裴照才刚刚摸到控制的门径,如此强行远距离投射意念,无异于让一个蹒跚学步的幼儿去跨越天堑。

后果不堪设想。

但他没有动。

他的目光死死锁在裴照的侧脸上。

那张脸上布满痛苦的痕迹,汗水与血丝交错,但眉宇间那份决绝、那份将自己的一切都押上去也要试一试的坚持,却如烈火般灼人。

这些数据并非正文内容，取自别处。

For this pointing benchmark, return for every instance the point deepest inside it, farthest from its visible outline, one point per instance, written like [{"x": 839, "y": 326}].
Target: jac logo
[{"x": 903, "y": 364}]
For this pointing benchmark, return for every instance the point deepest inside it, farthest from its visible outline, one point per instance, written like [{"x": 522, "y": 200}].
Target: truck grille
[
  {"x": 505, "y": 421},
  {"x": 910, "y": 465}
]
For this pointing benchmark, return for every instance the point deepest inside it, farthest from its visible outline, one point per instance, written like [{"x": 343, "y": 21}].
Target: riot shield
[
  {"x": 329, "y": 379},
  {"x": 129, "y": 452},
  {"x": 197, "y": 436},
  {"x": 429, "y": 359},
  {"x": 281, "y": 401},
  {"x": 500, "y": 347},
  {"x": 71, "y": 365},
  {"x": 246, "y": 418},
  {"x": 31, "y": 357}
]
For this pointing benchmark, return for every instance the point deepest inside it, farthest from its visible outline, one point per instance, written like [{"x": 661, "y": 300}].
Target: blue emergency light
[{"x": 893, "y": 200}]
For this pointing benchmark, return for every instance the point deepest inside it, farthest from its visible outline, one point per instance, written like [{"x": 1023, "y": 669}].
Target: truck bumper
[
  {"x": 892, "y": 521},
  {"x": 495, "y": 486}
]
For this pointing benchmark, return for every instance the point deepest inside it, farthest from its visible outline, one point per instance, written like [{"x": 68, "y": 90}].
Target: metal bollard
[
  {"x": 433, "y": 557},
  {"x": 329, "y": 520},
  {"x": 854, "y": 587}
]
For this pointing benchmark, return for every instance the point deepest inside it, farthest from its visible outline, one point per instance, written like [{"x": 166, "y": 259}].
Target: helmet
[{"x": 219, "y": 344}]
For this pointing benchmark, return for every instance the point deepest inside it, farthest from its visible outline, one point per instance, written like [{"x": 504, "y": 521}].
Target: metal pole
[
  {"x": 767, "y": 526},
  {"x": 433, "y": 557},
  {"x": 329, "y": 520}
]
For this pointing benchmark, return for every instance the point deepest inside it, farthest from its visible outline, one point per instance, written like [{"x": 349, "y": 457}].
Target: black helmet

那不是盲目的自毁,而是一种清晰知晓代价后,依然选择前行的、近乎悲壮的执拗。

李澹能做的,只有信任。

信任这个正在燃烧自己的人,信任他的判断,也信任……他们之间那无需言说的默契与牵绊。

他站在这里,便是最坚实的后盾,也是最后的底线。

时间失去了意义。风声是唯一的刻度。

终于,在某一刻,裴照诵念的声音戛然而止。

不是主动停下,而是仿佛某种弦断了。

他猛地向前一倾,“噗”地一声,一大口鲜血毫无征兆地喷溅而出,星星点点,染红了面前石台的一角,也溅了几滴在那枚陈旧的骨哨上。

他身体一软,便直直地向前倒去。

李澹几乎是瞬间动了。

五步距离,他仿佛一步跨过,在那具失去知觉的身体重重砸在冰冷石台上之前,稳稳地将他接入怀中。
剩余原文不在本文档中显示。